The rain gauge to tropical Z/R derived storm total precipitation ratios yielded several very positive results about the performance of the tropical Z/R during the event. Overall, derived storm total precipitation products yielded a gauge/radar estimation ratio of 1.46 for all locations within 90 nm of the RDA. Surprisingly, the radar performed best within 15 nm of the RDA with a ratio of 1.18. This contradicts the hypothesis that underestimations occur less than 30 nm from the RDA because of beam elevations employed by the precipitation processing subsystem (Hunter 1996). Improved rainfall radar estimation near the radar may have been due to the radar's ability to capture the coalescence process associated with tropical convection Fig. 4. Overall, radar rainfall estimates were poor across western parts of the study area as large overestimates and underestimates occurred. This poor performance may be due to a result of tropical air-mass modification with an ambiently drier air-mass entrenched across northeast Mexico and the Texas Rio Grande Plains region.

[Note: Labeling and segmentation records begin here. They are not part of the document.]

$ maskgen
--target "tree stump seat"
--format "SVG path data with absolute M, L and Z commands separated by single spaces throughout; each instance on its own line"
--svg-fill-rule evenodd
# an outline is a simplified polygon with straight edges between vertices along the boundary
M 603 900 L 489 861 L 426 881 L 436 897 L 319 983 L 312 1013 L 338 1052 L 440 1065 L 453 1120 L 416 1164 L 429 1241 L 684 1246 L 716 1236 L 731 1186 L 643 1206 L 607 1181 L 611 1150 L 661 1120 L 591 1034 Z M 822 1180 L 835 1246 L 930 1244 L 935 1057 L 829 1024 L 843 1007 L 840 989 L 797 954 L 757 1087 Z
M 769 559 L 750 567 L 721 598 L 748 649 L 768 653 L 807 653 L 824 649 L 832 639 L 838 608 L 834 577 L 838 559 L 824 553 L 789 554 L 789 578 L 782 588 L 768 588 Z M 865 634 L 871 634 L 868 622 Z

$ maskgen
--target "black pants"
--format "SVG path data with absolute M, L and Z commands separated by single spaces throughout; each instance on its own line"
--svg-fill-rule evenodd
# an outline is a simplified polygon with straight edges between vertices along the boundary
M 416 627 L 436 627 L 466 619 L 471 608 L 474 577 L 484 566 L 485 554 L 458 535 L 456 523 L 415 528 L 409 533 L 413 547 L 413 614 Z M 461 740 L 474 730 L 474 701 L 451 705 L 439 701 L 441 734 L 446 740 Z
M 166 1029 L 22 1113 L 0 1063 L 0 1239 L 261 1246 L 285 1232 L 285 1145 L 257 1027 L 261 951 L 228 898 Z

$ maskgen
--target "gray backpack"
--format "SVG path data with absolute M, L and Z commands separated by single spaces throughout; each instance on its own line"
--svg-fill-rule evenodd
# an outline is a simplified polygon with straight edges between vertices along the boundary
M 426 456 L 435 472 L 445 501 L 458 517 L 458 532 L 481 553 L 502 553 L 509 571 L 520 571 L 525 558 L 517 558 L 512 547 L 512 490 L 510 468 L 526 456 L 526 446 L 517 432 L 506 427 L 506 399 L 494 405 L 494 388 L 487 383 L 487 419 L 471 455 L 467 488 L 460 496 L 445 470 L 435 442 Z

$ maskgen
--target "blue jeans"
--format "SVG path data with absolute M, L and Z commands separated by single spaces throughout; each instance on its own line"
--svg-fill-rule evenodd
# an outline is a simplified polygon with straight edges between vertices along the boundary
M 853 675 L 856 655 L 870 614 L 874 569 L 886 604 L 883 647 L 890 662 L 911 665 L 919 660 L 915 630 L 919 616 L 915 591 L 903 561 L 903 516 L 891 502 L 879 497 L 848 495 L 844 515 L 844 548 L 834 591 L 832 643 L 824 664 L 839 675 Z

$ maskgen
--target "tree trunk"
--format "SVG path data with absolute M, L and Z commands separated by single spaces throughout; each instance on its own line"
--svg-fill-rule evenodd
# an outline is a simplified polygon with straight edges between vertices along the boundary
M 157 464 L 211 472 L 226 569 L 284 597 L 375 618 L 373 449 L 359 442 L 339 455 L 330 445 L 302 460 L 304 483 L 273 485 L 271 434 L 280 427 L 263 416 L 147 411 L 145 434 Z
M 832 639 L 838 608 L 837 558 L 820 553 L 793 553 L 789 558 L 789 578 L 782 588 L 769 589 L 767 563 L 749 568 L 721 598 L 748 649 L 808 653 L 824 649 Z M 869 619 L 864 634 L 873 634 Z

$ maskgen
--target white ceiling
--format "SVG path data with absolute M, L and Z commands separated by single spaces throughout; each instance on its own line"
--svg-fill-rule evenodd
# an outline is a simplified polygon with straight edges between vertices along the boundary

Very high underestimations are found when comparing the tropical Z/R storm total precipitation products to the standard Z/R products. This is seen nicely in figures 5a and 5b, near Lake Corpus Christi (northwest of the RDA) the tropical Z/R generated values of 6 to 10 inches while the standard Z/R yielded 4 to 6 inches. Rain gauges in the vicinity of this precipitation maximum coincided more with the tropical Z/R values. This result can also be viewed in figures 6a and 6b.

7. Conclusion

Although radar rainfall algorithm limitations and sampling errors may adversely affect precipitation derived products, it is hoped that the local manipulation of adaptable parameters such as the Z/R parameter may enhance the performance of the WSR-88D. This enhanced capability will provide a radar operator with a better correlation between "ground truth" and radar estimation products, leading to improvements in short fuse warnings and warning decision processes.

8. References

Hunter, S.M., 1996: WSR-88D radar rainfall estimation: capabilities, limitations and potential improvements. National Weather Digest, June 1996, Vol. 20, 26-38.

Jendrowski, P., 1997: Programs to create WSR-88D products. NWSFO Forecast Office, Honolulu HI.

Klazura, G.E. and Kelly, 1995: A comparison of high resolution rainfall accumulation estimates from the WSR-88D precipitation algorithm with rain gage data. Preprints, 27th Conf. on Radar Met., Amer. Meteor. Soc., Boston, 31-34.

Wood, L.T., 1997: Using the tropical Z-R relationship to improve precipitation estimates during a heavy rain event in southeast Texas. Preprints, 28th Conf. on Radar Met., Amer. Meteor. Soc., Boston, 208-209.